NEAR FIELD COMMUNICATION (NFC)
NEAR FIELD COMMUNICATION (NFC)
- NFC is a set of standards for smartphones and similar devices to establish radio communication with each other by touching them together or bringing them into close proximity, usually not more than a few centimetres.
- Present and anticipated applications include contactless transactions, data exchange, and simplified setup of more complex communications such as Wi-Fi. NFC builds upon RFID (radio frequency identification) systems by allowing two-way communication between endpoints, where earlier systems such as contactless smart cards were one-way only.
- NFC enabled smartphones have the potential to replace credit cards. This is because NFC phones pack a smart chip- a complex 80-character code that is really hard to crack. Such a device can safely store confidential credit card details and be handy for purchases on the go.
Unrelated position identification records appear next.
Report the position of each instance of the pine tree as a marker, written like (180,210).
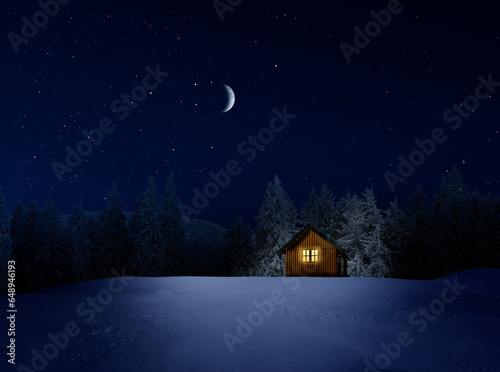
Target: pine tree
(378,255)
(395,235)
(113,233)
(6,245)
(173,230)
(24,231)
(17,224)
(81,244)
(353,235)
(150,246)
(238,248)
(486,236)
(275,223)
(50,257)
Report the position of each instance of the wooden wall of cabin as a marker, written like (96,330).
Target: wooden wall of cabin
(327,258)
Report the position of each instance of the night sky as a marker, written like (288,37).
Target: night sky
(352,120)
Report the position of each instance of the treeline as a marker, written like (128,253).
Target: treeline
(421,239)
(154,240)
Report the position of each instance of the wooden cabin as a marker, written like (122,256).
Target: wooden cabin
(311,253)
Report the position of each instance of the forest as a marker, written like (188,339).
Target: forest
(423,238)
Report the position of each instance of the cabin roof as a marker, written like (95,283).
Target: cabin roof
(303,232)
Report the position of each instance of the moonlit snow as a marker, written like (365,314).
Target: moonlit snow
(269,324)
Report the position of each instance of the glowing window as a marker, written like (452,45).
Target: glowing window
(314,255)
(310,255)
(306,256)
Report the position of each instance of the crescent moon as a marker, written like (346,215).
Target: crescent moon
(231,99)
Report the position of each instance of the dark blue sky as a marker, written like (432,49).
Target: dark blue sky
(353,119)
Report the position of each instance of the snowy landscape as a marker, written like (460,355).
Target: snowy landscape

- NFC can be deployed in ticketing services, rural banking, interactive and targeted advertising, healthcare, hospitality, libraries and pharmacies.
- NFC can be used in social networking situations, such as sharing contacts, photos, videos or files, and entering multiplayer mobile games. In fact, an NFC phone could become the single key to access to your car, home and office.
NFC VERSUS BLUETOOTH | NEAR FIELD COMMUNICATION (NFC)
- Bluetooth like NFC is also a short-range communication technologies but one that allows interaction between communication devices as much as 10 meters apart as opposed to just few centimetres in case of NFC.
- NFC operates at slower speeds than Bluetooth, but consumes far less power and doesn’t require pairing.
- NFC sets up faster than standard Bluetooth, but is not faster than Bluetooth low energy.
- With NEC, instead of performing manual configurations to identify devices, the connection between two NFC devices is automatically established quickly: in less than a tenth of a second.
- The maximum data transfer rate of NFC (424 kbit/s) is slower than that of Bluetooth V2.1 (2.1 Mbit/s).
HYPERTEXT TRANSFER PROTOCOL (HTTP)
- The Hypertext Transfer Protocol (HTTP) is an application protocol for distributed, collaborative, hypermedia information systems. HTTP is the foundation of data communication for the World Wide Web.
- It is a multi-linear set of objects, building a network by using logical links (the so-called hyperlinks) between the nodes (e.g. text or words). HTTP is the protocol to exchange or transfer hypertext.
- HTTP is designed to permit intermediate network elements to improve or enable communications between clients and servers.
- HTTP resources are identified and located on the network by Uniform Resource Identifiers (URIs)—or, more specifically, Uniform Resource Locators (URLs)—using the http or https URI schemes.
- URIs and hyperlinks in Hypertext Markup Language (HTML) documents form webs of interlinked hypertext documents.
HYPERTEXT MARKUP LANGUAGE (HTML)
- Hypertext Markup Language (HTML) is the main markup language for displaying web pages and other information that can be displayed in a web browser.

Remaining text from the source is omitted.